I want to get beyond simply discovering and disclosing vulnerabilities and into the realm of of a high standard of security engineering across the ecosystem. In an ideal world I want grant rewards to be tied to design and implementations that are accompanied by
thoroguh security assessments prior to shipping and advertising features to users.
Where projects lack the expertise to that I want to be able to provide them with options to access or acquire them.
Of course we are not going to get there overnight, and so I think it is likely worth exploring the establishment of a far-reaching disclosure reward program to flush out the rest of the low-medium hanging fruit in the ecosystem. The cryptocurrency ecosystem is a hostile one and mistakes have financial incentives tied to their exploitation and so we need to tie financial incentives to disclosing bugs to those who are best place to fix them, and maintain that standard across the ecosystem. And projects who decide to take on the responsibility of building infrastructure for the Zcash ecosystem need to understand that responsibility and accept that responsibility.
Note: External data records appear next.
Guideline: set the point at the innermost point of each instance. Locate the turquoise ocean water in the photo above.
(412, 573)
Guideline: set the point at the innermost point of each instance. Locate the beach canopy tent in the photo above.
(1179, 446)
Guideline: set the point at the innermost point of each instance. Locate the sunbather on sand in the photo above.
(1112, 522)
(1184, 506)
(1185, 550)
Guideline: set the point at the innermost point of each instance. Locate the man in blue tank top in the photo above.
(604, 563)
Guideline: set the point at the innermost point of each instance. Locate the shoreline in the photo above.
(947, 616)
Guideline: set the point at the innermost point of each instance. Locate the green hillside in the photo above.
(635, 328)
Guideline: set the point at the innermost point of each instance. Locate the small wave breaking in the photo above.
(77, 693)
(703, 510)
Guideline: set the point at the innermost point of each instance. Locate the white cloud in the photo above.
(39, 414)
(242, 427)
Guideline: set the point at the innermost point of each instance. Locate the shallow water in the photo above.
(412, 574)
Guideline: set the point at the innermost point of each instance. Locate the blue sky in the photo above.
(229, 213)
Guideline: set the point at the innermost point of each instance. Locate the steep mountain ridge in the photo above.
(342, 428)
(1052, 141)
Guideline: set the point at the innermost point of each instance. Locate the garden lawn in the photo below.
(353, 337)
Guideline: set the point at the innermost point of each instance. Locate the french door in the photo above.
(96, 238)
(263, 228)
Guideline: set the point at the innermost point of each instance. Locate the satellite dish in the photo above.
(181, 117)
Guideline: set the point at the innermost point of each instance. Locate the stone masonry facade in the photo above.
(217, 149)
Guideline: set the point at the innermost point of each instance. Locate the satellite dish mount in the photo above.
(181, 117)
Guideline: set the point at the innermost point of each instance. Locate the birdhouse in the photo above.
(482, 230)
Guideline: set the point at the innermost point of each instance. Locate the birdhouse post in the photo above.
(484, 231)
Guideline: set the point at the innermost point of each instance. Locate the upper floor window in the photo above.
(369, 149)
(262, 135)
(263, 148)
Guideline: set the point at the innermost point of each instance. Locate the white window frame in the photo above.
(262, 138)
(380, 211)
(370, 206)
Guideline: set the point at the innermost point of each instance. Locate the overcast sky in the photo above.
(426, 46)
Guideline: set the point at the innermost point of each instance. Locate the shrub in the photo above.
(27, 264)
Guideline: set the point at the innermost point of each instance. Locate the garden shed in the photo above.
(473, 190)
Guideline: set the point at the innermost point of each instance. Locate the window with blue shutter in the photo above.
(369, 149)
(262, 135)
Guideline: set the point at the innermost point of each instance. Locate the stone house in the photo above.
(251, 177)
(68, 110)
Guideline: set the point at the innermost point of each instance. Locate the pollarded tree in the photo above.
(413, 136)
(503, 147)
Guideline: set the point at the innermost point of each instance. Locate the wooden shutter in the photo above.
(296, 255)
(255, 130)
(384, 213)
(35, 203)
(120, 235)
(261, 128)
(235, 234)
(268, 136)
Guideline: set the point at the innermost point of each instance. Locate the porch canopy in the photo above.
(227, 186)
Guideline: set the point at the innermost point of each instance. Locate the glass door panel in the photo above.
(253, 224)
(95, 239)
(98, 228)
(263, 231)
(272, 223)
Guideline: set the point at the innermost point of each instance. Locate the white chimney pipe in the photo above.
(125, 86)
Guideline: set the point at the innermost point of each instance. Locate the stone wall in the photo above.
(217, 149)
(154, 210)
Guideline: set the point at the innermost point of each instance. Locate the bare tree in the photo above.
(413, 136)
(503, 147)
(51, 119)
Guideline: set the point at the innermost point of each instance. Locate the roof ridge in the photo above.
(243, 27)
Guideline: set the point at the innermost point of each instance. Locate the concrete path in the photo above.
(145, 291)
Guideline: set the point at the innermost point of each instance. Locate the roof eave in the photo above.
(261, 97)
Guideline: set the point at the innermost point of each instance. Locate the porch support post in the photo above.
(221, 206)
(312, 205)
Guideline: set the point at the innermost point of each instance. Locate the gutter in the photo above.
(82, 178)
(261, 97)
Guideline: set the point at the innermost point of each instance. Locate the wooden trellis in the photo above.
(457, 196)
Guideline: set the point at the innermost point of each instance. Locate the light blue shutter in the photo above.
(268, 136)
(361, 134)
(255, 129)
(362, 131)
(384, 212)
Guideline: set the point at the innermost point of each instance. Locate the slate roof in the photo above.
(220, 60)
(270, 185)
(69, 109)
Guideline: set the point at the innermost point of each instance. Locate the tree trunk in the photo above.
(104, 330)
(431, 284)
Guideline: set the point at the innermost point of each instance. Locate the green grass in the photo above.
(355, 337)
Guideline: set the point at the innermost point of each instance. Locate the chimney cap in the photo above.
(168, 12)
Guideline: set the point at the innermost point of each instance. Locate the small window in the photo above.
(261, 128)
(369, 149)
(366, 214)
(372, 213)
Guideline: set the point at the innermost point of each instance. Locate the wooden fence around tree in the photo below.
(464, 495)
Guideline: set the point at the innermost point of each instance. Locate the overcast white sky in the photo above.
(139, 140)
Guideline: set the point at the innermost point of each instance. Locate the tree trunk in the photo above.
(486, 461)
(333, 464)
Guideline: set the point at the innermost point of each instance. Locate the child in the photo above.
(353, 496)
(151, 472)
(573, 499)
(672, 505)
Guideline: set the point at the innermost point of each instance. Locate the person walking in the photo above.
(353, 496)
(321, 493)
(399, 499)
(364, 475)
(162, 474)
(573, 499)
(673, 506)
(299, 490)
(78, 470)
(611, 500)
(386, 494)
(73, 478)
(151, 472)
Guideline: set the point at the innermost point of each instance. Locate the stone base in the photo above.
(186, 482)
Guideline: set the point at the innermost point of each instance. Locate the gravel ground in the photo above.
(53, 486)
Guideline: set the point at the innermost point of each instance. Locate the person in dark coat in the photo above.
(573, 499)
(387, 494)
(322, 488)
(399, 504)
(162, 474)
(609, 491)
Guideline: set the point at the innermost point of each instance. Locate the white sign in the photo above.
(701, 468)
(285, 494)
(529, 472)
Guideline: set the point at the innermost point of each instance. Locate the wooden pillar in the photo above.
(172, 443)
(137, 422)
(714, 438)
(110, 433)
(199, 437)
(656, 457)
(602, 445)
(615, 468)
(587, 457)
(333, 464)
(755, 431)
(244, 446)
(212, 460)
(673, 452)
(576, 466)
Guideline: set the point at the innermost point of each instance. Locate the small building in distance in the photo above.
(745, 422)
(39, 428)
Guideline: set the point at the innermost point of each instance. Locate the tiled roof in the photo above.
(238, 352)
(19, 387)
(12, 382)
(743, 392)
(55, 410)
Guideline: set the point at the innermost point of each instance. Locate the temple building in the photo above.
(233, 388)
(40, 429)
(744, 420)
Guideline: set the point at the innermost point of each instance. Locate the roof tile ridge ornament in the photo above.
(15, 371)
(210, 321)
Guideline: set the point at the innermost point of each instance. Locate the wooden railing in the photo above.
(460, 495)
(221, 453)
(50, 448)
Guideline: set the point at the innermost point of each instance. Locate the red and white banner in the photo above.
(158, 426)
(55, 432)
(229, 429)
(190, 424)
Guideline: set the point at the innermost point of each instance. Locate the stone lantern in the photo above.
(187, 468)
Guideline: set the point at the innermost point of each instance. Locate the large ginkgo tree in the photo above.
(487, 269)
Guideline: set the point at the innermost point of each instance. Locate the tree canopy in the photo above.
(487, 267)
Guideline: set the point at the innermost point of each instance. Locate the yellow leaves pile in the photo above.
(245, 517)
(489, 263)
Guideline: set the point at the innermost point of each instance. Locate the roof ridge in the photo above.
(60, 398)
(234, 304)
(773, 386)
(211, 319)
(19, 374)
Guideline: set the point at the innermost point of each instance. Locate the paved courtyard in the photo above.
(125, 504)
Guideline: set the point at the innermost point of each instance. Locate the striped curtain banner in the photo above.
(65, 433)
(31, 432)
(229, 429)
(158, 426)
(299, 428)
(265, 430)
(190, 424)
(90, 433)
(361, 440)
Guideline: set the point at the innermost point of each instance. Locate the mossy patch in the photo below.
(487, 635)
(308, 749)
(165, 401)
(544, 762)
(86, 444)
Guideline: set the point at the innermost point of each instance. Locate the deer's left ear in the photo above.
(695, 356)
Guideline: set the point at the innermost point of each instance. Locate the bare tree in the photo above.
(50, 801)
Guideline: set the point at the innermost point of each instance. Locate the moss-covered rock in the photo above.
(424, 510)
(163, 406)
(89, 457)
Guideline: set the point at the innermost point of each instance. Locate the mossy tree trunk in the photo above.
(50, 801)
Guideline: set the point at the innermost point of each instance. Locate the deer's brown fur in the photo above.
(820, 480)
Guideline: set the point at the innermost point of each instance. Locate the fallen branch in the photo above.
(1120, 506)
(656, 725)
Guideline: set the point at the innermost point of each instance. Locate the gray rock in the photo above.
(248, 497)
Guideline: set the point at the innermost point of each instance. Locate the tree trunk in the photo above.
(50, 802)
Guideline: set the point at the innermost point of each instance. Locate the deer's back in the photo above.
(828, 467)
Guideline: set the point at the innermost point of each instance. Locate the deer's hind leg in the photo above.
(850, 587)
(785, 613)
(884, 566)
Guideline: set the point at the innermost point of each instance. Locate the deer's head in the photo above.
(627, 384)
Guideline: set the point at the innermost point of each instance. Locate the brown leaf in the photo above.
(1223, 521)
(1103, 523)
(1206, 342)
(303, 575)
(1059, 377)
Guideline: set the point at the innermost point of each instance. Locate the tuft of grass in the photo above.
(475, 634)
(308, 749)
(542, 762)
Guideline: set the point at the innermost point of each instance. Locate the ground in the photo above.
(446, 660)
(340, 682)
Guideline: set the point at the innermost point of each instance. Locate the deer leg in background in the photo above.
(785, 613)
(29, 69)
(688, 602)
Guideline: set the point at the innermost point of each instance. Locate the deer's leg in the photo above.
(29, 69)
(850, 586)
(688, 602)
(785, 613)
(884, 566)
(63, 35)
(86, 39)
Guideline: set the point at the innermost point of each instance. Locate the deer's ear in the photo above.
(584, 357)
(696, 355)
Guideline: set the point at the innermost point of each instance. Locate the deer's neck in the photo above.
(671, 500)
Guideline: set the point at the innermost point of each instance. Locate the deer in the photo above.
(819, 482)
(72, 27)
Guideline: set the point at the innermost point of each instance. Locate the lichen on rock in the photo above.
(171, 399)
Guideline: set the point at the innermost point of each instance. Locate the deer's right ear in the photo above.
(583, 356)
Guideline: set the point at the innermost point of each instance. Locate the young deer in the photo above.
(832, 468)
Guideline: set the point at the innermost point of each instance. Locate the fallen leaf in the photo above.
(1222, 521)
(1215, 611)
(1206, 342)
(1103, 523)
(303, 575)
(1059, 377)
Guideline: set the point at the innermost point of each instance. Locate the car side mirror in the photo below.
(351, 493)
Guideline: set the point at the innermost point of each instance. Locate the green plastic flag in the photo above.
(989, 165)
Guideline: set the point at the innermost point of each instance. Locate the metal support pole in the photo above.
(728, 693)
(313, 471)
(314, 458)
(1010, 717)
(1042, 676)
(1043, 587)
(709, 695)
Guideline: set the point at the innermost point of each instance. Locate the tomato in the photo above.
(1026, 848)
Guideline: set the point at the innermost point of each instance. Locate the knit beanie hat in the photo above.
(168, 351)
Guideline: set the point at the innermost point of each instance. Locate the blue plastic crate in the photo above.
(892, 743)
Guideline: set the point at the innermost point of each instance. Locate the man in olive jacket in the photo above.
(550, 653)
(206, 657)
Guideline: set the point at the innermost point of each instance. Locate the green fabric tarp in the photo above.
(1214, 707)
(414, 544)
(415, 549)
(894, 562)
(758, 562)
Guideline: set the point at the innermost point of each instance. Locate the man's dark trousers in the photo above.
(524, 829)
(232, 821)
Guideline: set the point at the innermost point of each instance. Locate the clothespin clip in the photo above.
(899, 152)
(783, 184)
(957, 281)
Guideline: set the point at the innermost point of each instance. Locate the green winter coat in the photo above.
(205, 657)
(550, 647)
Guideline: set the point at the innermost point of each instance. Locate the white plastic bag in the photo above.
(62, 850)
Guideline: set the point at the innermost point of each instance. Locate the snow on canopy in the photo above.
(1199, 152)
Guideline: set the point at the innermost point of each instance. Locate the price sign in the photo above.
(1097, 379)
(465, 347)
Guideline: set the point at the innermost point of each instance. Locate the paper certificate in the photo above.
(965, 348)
Specific to the MGRC role, if the MGRC is involved in technical audits (which sounds good to me), how would disclosure of vulnerabilities be handled?
In an ideal setup the MGRC would act only as the sponsor of these kind of programs and wouldn’t be directly involved in disclosing these vulnerabilities e.g. a bug found in a zcash node would be reported directly to ECC or ZF teams, a bug found in Zecwallet would be reported there.
Generally what’s the right approach to such a situation?
Given the actual counterfeiting vuln mitigation that occurred what did you learn? How would you apply that Zcash-specific learning to the next vuln?
The counterfeiting bug was a catastrophic bug. There is no right way to respond to them. As I mentioned at the time I think the zcash team handled it well, but I think the precedent they
set for masking an ongoing recovery with operational incompetence was a pretty far-reaching one. I’d have liked to have seen a deeper postmortem regarding the operational aspects of recovery and the impact of those kinds of decisions on community perception and future bugs.
That being said, the decisions that have to be made once critical or catastrophic bugs are found are never going to be ideal or free from consequence or compromise. The priority should be in robust up-front analysis and design to minimize the impact of such discoveries in the first place - energy invested there has far greater returns than in a disclosure process.
Personally, I believe that the biggest security-related risk to zcash no longer lies in catastrophic full-node vulnerabilities but in the quickly expanding ecosystem. Regardless, it is clear to me that the MGRC is well placed to provide an avenue for addressing the concern more generally through the kinds of initiatives I’ve described above.